Unlike my parents, who called me Joey, Father Fred never referred to me by anything other than my full name, and it was thanks to him that I began to think of myself that way: as a complete person, rather than a childish summary of myself. With the onset of adolescence, the alienation I’d always felt from my family began to boil over into a more general hatred of humanity. I condemned everyone around me for sins real and imagined: their narrow goals; their lack of imagination; the false piety of their grief, girls who’d barely known Chris hugging one another and sobbing extravagantly at assembly. I was the prototypical Angry Young Man, my age-appropriate inner turmoil exacerbated by having endured something unspeakable. I was desperate for someone to take me seriously, and Father Fred was that person.

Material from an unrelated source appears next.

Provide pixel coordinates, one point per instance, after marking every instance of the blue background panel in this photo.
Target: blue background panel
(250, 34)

When I reread what I have written, I realize that it might make me sound overly clinical, even cold. This I consider an occupational hazard. People misjudge philosophers when they think us dispassionate. I was and am full of emotion. But I also believe that those emotions find their best expression in language, and that language ought not to be waved around like a loaded gun. Think. Deliberate. Examine. Question. Embrace ideas, and believe that they matter at least as much as possessions, for knowledge has value far beyond its instrumental use. Live awake, and you will have had a better life than the sleepwalker.